A Russian judge refused to release American Paul Whelan on bail Tuesday, ruling his arrest last month in a Moscow hotel room on charges of spying was legal.
The judge rejected an appeal from Whelan’s lawyer, Vladimir Zherebenkov, during a brief hearing in which Whelan, 49, was confined to a metal reinforced cage amid tight security.
“The ruling of the first-instance court on choosing custody for Whelan as a pre-trial restriction measure should remain unchanged. The lawyer’s appeal should not be satisfied,” the judge said in his brief ruling obtained by the state-run Tass news agency.
Russia’s Federal Security Service (FSB) claims Whelan was on a spy mission when he was detained December 28. Whelan, 49, could face up to 20 years in a Russian prison if convicted of espionage.
More: ‘I absolutely don’t think he is a spy’: Paul Whelan’s twin talks
More: Russia indicts American Paul Whelan on spying charges
Whelan’s family denies the claim, saying he was in Russia for a wedding.
Zherebenkov said Tuesday he “can confirm that at the time of his detention, Whelan had some documents containing state secrets, but I cannot go into details.” Zherebenkov added, however, that it was not clear how Whelan received the documents or whether he was aware he had them.
Zherebenkov told the BBC he has seen no evidence that Whelan is a spy. He said Whelan was in good spirits and determined to prove his innocence.

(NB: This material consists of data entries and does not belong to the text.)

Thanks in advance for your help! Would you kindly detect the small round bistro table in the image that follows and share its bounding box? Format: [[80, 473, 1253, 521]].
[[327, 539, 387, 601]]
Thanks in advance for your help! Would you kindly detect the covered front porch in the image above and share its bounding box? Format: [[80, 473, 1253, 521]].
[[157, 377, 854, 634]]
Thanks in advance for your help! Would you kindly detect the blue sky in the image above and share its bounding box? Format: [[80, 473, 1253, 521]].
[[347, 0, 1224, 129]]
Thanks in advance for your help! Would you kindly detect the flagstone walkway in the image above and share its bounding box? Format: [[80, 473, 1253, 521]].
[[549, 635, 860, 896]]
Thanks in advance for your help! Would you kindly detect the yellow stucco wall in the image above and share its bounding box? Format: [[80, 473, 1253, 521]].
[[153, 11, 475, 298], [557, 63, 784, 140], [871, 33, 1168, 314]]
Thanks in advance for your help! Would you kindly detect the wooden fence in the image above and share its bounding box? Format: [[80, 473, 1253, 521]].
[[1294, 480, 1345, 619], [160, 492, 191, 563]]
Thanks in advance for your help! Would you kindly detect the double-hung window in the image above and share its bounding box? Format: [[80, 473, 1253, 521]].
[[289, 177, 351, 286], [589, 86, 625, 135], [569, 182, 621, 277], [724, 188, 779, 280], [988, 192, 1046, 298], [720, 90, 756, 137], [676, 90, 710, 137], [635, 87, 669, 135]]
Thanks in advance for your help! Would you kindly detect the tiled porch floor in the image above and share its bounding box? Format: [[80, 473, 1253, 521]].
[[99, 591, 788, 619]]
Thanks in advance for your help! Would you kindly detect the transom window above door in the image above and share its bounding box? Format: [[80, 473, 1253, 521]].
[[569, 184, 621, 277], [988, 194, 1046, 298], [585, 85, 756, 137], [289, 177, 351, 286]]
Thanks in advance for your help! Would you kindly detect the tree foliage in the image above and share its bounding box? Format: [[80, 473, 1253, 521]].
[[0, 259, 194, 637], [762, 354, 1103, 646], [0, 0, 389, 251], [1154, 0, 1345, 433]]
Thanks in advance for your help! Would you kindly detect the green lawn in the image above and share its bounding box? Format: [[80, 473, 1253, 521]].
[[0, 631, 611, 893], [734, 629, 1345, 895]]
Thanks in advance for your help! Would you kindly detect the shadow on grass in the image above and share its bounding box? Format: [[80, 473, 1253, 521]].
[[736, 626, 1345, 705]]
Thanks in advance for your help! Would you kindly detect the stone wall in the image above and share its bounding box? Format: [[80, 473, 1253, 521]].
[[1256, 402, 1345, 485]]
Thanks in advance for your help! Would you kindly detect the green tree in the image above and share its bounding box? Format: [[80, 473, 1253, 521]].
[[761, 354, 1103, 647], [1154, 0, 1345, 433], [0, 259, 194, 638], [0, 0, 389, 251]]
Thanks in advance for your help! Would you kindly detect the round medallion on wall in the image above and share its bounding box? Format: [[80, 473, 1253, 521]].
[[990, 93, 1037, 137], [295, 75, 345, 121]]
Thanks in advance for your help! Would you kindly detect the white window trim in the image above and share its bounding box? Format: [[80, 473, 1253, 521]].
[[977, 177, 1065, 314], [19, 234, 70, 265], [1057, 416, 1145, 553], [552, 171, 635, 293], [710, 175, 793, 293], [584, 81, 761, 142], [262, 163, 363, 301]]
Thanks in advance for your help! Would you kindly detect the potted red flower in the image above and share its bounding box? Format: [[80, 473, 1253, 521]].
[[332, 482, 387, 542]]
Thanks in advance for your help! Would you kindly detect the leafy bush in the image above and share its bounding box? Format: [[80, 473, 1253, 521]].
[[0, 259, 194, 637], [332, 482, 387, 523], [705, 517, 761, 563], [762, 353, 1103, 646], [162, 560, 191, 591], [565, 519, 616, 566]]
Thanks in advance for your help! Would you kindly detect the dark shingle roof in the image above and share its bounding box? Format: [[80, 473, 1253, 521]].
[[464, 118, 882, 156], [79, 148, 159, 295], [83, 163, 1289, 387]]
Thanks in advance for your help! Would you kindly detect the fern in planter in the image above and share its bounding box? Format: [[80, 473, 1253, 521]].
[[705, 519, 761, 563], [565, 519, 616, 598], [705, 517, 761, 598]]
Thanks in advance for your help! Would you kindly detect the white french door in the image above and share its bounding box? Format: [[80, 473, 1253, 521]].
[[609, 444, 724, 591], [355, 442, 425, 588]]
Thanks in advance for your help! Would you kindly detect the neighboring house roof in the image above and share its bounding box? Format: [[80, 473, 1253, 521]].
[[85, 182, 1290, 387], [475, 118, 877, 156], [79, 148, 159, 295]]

“He feels well, he has a sense of dignity,” Zherebenkov said outside court Tuesday.
Russia’s Rosbalt news service reported that Whelan was in the hotel room when he received a flash drive containing a list of employees of a unit within the Russian Defense Ministry. Minutes later, Russian agents stormed the room and made the arrest, Rosbalt reported.
Whelan, a former Marine, was born in Canada but lives in Michigan, where he works as director of global security for auto parts supplier BorgWarner. He holds U.S., British, Canadian and Irish passports. U.S. Ambassador to Russia Jon Huntsman visited him at Moscow’s Lefortovo pre-trial detention center Jan. 2.
According to his service record, he joined the Marine Reserves on May 10, 1994, and rose to the rank of staff sergeant. He was convicted in military court January 2008 on several larceny-related charges and was given a bad-conduct discharge.